Vamos começar a falar da constituição, da construção de um parágrafo?

O parágrafo, além de apresentar unidade, coerência e clareza, conforme Goldstein, Louzada e Ivamoto, a partir de um determinado padrão, é constituído de:

1) Tópico frasal: formado, geralmente, por um ou dois períodos breves, os quais trazem a ideia núcleo do parágrafo. Do ponto de vista gráfico, o final do tópico frasal vem sinalizado por algum sinal de pontuação: ponto, vírgula, ponto-e-vírgula, travessão;

2) Desenvolvimento: é a parte do parágrafo na qual o conteúdo do tópico frasal será especificado, expandido.
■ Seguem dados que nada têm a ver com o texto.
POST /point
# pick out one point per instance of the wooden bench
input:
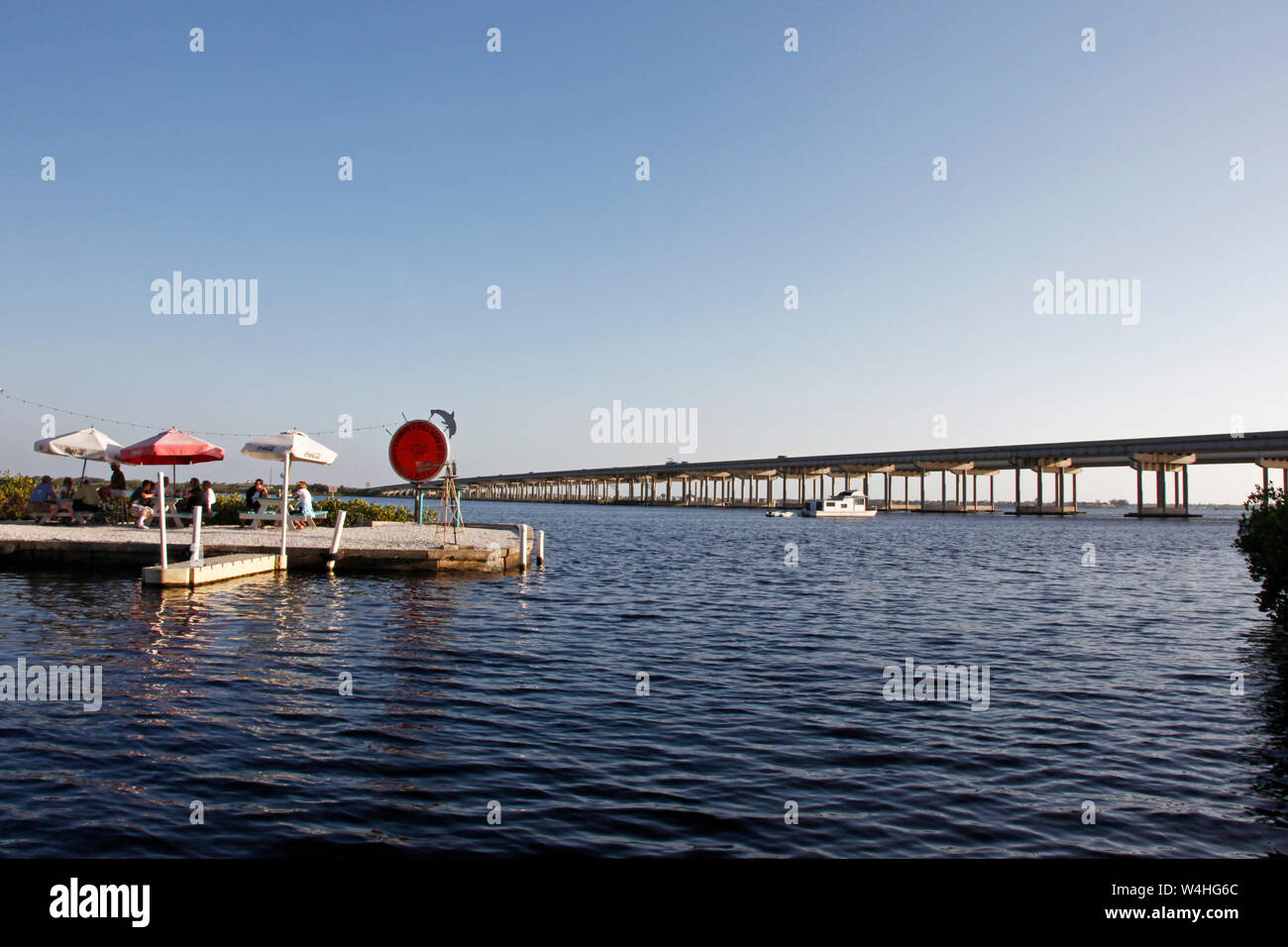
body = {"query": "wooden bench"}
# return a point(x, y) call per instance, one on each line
point(248, 517)
point(42, 510)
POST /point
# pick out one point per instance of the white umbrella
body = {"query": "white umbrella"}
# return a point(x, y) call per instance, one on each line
point(286, 446)
point(86, 444)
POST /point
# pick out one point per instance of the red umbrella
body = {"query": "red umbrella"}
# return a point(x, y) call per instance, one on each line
point(171, 447)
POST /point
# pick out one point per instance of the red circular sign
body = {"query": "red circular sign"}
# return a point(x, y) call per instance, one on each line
point(417, 451)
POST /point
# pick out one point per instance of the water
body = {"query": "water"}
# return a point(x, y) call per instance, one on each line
point(1108, 684)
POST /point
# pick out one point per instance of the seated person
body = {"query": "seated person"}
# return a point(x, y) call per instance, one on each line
point(143, 504)
point(191, 496)
point(44, 495)
point(305, 500)
point(117, 484)
point(67, 500)
point(257, 499)
point(88, 499)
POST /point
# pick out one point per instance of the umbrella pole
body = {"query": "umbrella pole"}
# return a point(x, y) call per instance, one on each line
point(286, 475)
point(161, 514)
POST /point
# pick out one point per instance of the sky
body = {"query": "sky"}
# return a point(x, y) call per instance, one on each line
point(767, 167)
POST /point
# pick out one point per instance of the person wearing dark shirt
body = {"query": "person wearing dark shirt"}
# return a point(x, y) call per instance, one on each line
point(143, 504)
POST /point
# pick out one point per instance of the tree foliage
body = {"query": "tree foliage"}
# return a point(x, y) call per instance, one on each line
point(1263, 539)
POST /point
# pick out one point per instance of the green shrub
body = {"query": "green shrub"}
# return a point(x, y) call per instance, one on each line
point(1263, 539)
point(14, 491)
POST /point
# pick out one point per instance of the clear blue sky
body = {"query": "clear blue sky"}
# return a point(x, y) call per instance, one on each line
point(768, 167)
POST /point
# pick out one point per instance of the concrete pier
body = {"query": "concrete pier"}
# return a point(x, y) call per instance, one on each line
point(390, 547)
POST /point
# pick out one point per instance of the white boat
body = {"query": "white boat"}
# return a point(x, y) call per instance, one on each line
point(851, 505)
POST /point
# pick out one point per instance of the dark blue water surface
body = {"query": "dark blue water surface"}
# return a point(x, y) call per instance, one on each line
point(1109, 684)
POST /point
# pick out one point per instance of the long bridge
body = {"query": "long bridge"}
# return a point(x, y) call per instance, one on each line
point(764, 482)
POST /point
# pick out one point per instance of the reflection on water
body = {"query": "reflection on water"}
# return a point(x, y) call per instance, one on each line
point(1109, 684)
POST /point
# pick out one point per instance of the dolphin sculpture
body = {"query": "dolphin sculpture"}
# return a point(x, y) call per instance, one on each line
point(449, 420)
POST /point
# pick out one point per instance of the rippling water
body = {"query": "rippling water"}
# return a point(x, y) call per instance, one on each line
point(1108, 684)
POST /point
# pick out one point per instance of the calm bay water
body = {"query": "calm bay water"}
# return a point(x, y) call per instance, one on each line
point(1108, 684)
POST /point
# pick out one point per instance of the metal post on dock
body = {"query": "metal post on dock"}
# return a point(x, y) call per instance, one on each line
point(335, 540)
point(161, 512)
point(194, 549)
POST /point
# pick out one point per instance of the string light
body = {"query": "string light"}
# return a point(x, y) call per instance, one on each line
point(166, 427)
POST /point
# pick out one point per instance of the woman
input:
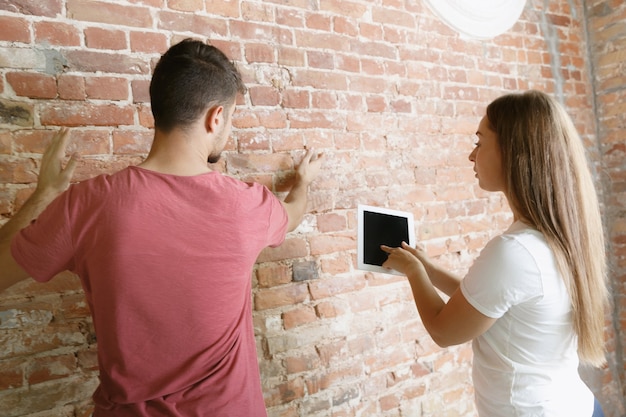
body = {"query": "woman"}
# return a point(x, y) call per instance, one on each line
point(533, 302)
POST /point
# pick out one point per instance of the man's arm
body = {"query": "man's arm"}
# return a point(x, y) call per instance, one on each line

É certo que nem todo parágrafo apresenta essas características: às vezes, o tópico frasal, ou seja, a ideia núcleo vem diluída nele, sendo apenas evocada por palavras de referências. Mas, na maioria deles, o tópico frasal aparece logo no início, seguido do desenvolvimento;

3) Conclusão: consiste na parte do parágrafo que apresenta, de modo conciso, consequências, implicações ou até mesmo inferências. Nem todos os parágrafos apresentam a conclusão, somente quando o parágrafo sozinho constitui o texto é que a conclusão aparece obrigatoriamente.

Agora vamos ver um exemplo de parágrafo bem estruturado, com coerência, coesão, unidade e clareza?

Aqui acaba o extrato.